Senior Managers Regime

Another financial issue, and one which has been ongoing for a couple of years now. The Senior Managers Regime did actually come into force in 2016, but was only applicable to larger businesses. The FCA (Financial Conduct Authority) have it in their timetable to roll it out to all relevant businesses in 2018 however, some attention must be given if you think this might apply to you at some point. The SMR is a fairly straightforward bit of compliance, and is designed to ensure that senior staff at banks, building societies, credit unions, large insurers and investment banks are fully accountable. It involves getting approval from the FCA for certain appointments, as well as fully documenting the roles and responsibilities as well as relationships of senior members of staff.

Gender Pay Gap

A particularly hot topic throughout the last couple of years, the Government decided that all businesses with 250 or more employees at the start of the 2017/2018 financial year would have to report on the gender pay gap within their company. The deadline for this is the 30th of March 2018, and there are a number of details that you’re required to give. Naturally, with many businesses focusing on their tax returns at this time of year, this information has not been sent by HR to the government in a lot of cases. The information is fortunately not overly in-depth, and it is straightforward to submit online. It’s worth noting that the information must be available for another three years, and should be published on the company website too.

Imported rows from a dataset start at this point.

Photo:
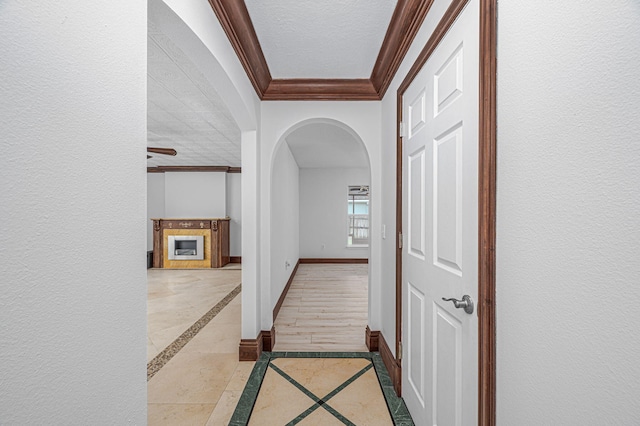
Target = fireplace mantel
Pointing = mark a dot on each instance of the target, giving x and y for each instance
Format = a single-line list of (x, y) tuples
[(214, 230)]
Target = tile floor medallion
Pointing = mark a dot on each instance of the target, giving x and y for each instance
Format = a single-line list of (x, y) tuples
[(320, 388)]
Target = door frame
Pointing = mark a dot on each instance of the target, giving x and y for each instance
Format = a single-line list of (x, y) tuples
[(486, 199)]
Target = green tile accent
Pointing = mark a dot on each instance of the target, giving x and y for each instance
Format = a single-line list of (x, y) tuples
[(397, 408), (320, 402)]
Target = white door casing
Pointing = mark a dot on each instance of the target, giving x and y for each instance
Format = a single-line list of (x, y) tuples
[(440, 228)]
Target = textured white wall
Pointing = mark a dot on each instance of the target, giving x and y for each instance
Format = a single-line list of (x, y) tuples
[(195, 194), (285, 244), (155, 203), (73, 185), (323, 212), (234, 211), (568, 223)]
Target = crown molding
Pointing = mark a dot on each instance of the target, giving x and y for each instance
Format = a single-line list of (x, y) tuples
[(405, 23), (164, 169), (320, 89), (234, 18)]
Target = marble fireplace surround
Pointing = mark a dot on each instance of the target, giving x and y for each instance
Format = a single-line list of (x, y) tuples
[(216, 241)]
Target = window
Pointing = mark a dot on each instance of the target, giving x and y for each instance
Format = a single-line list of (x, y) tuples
[(358, 216)]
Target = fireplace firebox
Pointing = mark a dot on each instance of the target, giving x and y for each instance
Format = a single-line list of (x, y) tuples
[(186, 247)]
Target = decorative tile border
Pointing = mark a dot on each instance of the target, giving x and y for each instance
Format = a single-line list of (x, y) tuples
[(170, 351), (397, 408)]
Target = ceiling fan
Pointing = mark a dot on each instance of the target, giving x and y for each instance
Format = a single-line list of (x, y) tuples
[(163, 151)]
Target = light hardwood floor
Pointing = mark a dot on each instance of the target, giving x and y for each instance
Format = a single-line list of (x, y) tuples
[(325, 309)]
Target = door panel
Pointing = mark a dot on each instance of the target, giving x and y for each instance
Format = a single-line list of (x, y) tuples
[(447, 201), (447, 367), (416, 346), (440, 259), (416, 235)]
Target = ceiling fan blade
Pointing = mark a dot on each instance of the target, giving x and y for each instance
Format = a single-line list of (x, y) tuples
[(164, 151)]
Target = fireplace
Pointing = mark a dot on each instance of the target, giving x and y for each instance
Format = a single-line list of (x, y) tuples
[(186, 247), (190, 243)]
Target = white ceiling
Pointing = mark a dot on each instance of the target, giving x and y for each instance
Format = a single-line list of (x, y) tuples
[(318, 145), (184, 112), (300, 39), (320, 38)]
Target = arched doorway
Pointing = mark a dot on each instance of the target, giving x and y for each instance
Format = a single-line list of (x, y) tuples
[(319, 224)]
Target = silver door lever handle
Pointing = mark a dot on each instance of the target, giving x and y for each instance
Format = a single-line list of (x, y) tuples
[(466, 303)]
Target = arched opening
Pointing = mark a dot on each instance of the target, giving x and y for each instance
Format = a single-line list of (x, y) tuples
[(314, 165)]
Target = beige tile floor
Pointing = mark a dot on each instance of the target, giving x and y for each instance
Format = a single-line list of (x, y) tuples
[(280, 402), (202, 383)]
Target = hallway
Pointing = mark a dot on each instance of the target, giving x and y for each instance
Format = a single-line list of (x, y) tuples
[(194, 376), (325, 309)]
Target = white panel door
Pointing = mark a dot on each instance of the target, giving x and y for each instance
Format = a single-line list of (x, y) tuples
[(440, 228)]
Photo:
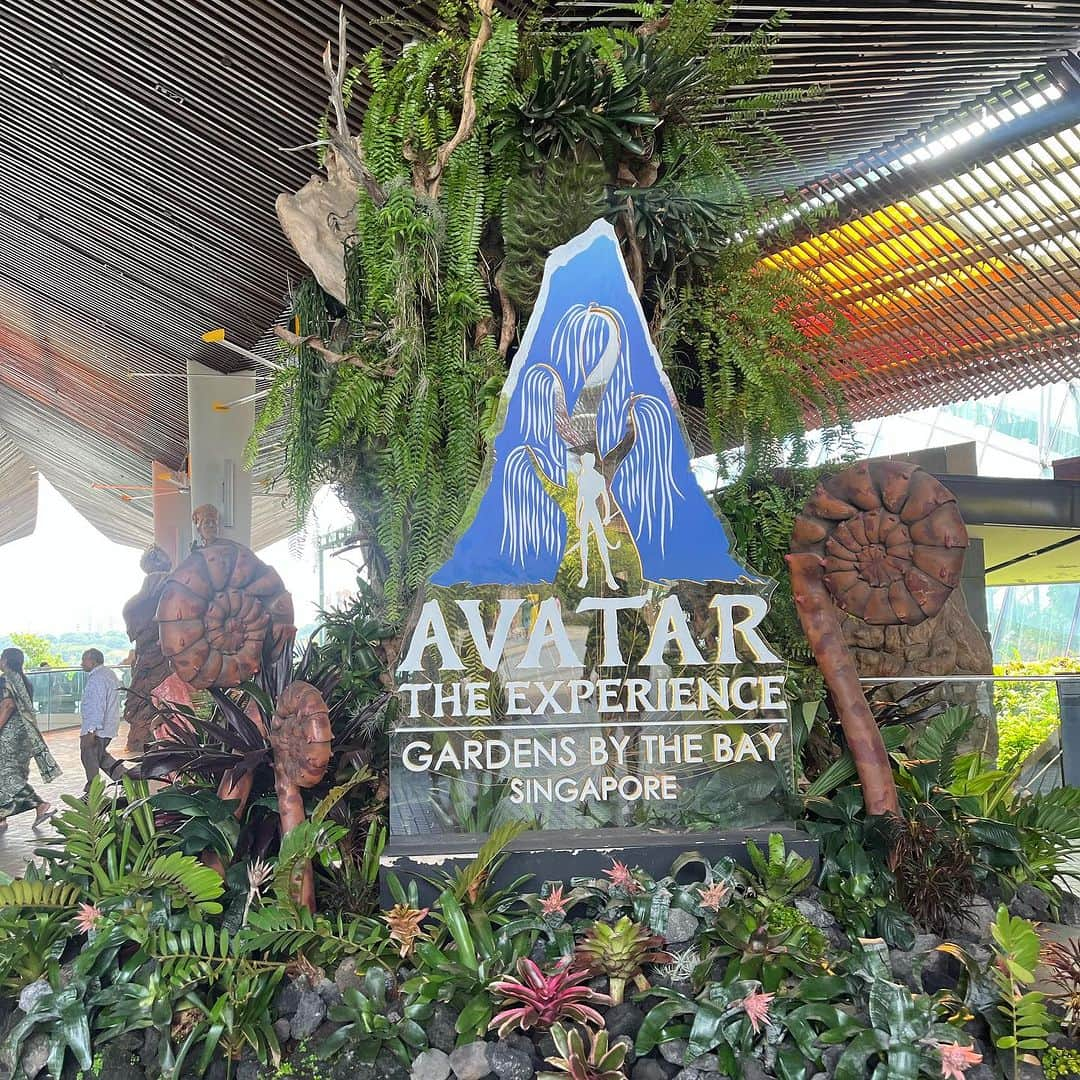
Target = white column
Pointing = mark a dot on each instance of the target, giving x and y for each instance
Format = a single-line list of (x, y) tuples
[(217, 433)]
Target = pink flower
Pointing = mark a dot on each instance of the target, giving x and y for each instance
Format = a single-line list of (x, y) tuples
[(622, 877), (956, 1060), (88, 918), (712, 896), (554, 902), (756, 1007)]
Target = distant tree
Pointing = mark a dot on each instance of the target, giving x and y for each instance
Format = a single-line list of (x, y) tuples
[(37, 649)]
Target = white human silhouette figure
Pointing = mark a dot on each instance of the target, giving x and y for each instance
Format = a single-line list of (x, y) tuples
[(592, 491)]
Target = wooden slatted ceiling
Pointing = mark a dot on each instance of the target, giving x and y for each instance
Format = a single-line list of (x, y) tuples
[(18, 493), (882, 68), (140, 152), (969, 284)]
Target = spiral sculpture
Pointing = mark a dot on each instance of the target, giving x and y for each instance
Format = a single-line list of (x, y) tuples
[(885, 542), (149, 666), (300, 734), (218, 610)]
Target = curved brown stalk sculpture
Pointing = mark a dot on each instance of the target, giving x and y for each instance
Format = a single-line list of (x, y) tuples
[(885, 542), (300, 736), (149, 666)]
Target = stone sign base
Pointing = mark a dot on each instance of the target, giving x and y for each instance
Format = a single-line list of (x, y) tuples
[(561, 854)]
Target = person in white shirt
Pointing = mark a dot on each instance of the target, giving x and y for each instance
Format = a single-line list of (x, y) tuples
[(100, 717)]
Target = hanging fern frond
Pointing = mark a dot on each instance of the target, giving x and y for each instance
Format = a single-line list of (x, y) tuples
[(48, 895)]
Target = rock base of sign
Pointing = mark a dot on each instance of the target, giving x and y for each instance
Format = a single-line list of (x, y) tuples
[(558, 854)]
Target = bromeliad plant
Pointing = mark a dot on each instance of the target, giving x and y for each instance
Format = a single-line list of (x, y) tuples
[(620, 953), (542, 1000), (574, 1062), (368, 1025), (480, 148)]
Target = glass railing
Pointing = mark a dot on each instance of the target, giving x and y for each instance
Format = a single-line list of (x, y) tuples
[(57, 694), (1049, 764)]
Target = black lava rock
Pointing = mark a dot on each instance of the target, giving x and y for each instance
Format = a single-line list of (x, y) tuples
[(624, 1020)]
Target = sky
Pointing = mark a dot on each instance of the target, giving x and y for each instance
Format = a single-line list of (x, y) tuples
[(68, 577)]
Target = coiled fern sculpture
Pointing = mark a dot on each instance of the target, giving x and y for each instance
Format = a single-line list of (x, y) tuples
[(882, 541)]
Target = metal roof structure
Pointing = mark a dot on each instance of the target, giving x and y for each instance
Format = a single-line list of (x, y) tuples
[(954, 253), (142, 157)]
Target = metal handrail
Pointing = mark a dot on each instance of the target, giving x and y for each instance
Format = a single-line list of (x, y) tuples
[(57, 705), (880, 679)]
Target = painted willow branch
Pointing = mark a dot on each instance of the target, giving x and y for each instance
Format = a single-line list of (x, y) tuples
[(882, 541)]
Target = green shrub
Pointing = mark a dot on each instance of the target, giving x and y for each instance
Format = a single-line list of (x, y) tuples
[(1027, 712)]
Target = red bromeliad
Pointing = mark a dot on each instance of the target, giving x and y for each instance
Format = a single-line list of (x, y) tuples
[(545, 999)]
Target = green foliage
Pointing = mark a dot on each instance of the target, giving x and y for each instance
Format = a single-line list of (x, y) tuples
[(620, 952), (1027, 713), (1023, 1022), (545, 207), (859, 887), (574, 102), (367, 1026), (760, 515), (758, 368), (902, 1037), (31, 944), (1058, 1064), (37, 650), (601, 1062), (64, 1013)]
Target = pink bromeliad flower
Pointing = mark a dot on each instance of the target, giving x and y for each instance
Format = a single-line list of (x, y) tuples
[(756, 1007), (88, 918), (554, 903), (538, 1000), (712, 896), (622, 877), (957, 1060)]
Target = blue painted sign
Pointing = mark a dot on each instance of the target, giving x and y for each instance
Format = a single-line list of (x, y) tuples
[(591, 458)]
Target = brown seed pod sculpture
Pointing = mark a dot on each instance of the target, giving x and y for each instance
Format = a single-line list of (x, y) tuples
[(217, 611), (300, 736), (885, 542)]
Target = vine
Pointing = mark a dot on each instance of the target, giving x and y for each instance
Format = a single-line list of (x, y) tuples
[(481, 147)]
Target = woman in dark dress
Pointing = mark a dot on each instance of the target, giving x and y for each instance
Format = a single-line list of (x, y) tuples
[(19, 742)]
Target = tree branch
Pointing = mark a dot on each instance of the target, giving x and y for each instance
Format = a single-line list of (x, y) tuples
[(468, 120), (340, 140), (316, 345)]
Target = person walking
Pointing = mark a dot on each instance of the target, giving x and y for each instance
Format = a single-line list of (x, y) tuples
[(100, 717), (19, 742)]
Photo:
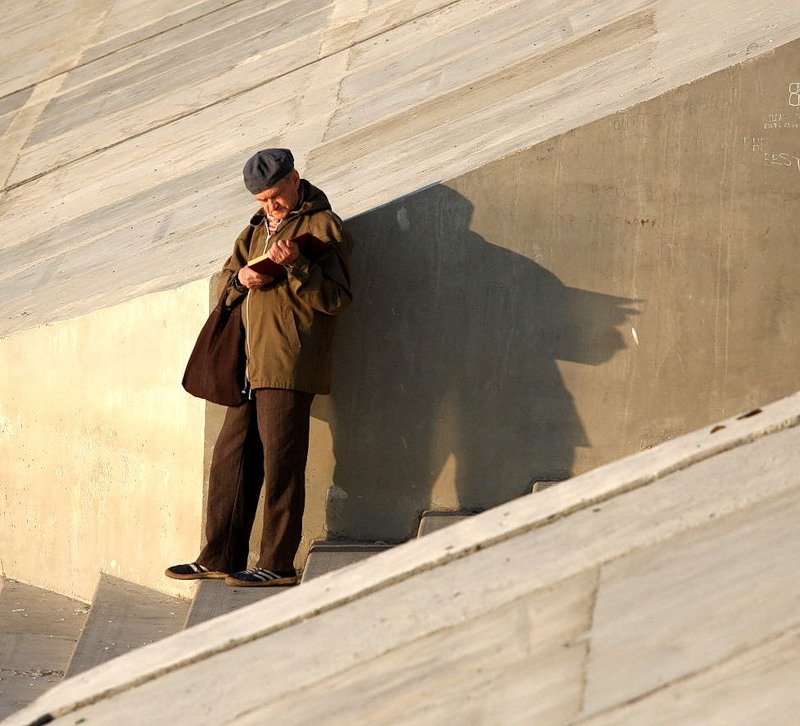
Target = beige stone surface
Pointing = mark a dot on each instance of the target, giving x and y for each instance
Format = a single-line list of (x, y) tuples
[(471, 570), (378, 101), (759, 686), (700, 598), (101, 450)]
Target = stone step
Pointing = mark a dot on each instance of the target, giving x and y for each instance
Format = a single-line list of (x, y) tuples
[(324, 557), (38, 630), (124, 616), (431, 521), (215, 598), (539, 485)]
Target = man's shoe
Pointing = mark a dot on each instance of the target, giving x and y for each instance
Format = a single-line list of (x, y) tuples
[(259, 577), (193, 571)]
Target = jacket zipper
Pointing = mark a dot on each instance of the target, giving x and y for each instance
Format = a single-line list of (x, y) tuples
[(248, 390)]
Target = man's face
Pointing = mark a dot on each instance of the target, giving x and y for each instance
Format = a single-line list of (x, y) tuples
[(278, 200)]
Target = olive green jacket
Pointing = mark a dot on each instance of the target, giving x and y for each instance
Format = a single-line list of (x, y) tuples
[(289, 323)]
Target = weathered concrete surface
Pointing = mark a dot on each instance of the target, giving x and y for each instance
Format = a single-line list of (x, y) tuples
[(124, 616), (324, 557), (137, 141), (214, 598), (101, 451), (635, 280), (543, 581), (434, 521), (38, 630), (570, 304)]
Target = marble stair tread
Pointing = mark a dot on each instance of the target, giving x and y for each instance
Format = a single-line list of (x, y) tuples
[(432, 521), (214, 598), (39, 629), (325, 556), (124, 616)]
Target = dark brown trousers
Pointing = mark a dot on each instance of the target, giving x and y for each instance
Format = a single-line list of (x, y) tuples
[(263, 441)]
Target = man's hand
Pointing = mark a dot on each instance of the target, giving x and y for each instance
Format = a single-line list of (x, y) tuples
[(252, 279), (284, 252)]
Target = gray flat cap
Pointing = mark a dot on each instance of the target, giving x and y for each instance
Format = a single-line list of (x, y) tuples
[(267, 167)]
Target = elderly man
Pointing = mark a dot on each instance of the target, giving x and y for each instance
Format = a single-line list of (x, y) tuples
[(289, 322)]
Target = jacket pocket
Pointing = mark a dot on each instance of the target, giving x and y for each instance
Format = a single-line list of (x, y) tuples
[(292, 335)]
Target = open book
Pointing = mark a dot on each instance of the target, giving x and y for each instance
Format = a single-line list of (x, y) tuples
[(308, 244)]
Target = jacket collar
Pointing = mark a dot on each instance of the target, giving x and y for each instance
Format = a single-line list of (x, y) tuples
[(311, 200)]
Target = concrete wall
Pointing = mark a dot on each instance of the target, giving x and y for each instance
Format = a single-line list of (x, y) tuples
[(573, 303), (101, 451), (491, 343)]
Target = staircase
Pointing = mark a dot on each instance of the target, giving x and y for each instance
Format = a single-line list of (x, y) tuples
[(47, 637)]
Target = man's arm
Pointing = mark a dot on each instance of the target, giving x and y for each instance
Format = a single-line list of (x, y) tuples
[(324, 283), (240, 277)]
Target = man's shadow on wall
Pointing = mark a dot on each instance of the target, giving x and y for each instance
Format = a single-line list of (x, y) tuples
[(445, 366)]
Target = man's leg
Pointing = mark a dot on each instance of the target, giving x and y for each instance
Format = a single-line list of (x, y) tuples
[(235, 479), (283, 421)]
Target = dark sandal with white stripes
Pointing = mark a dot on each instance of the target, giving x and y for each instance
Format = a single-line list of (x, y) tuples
[(259, 577), (193, 571)]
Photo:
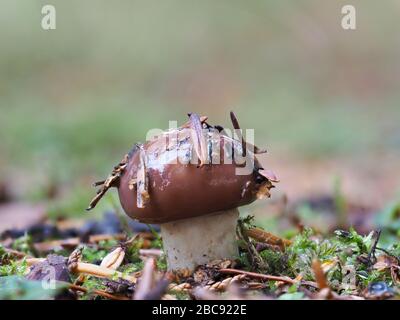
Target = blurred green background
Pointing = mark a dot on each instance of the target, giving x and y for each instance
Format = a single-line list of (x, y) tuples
[(75, 99)]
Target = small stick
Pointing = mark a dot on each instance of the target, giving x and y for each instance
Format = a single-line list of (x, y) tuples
[(258, 275), (319, 275), (73, 242), (95, 291), (101, 272), (266, 237)]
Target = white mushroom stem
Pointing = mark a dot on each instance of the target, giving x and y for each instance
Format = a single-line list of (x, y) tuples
[(196, 241)]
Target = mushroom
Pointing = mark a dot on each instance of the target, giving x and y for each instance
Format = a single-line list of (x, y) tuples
[(191, 180)]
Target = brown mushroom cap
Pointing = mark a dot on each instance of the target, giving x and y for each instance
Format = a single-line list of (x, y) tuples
[(179, 191), (159, 182)]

Most of the Government and Civil Service’s bandwidth has been focused on Brexit over the last year, which means that there are comparatively few incoming regulations for most industries outside finance, bar the big GDPR upheaval. This is generally good news for most businesses small and large, but it goes without saying that Brexit itself is going to be throwing up quite a few regulatory challenges for a lot of sectors, and 2018 is very likely to be the year in which some of these become clearer. One consideration that will certainly need some attention this coming year is if you have employees from the EU, then you’ll need to watch out for the new visa registration system going live online, which is purported to be later this year. It should be straightforward and accept applications by default, but it’s worth monitoring developments regardless.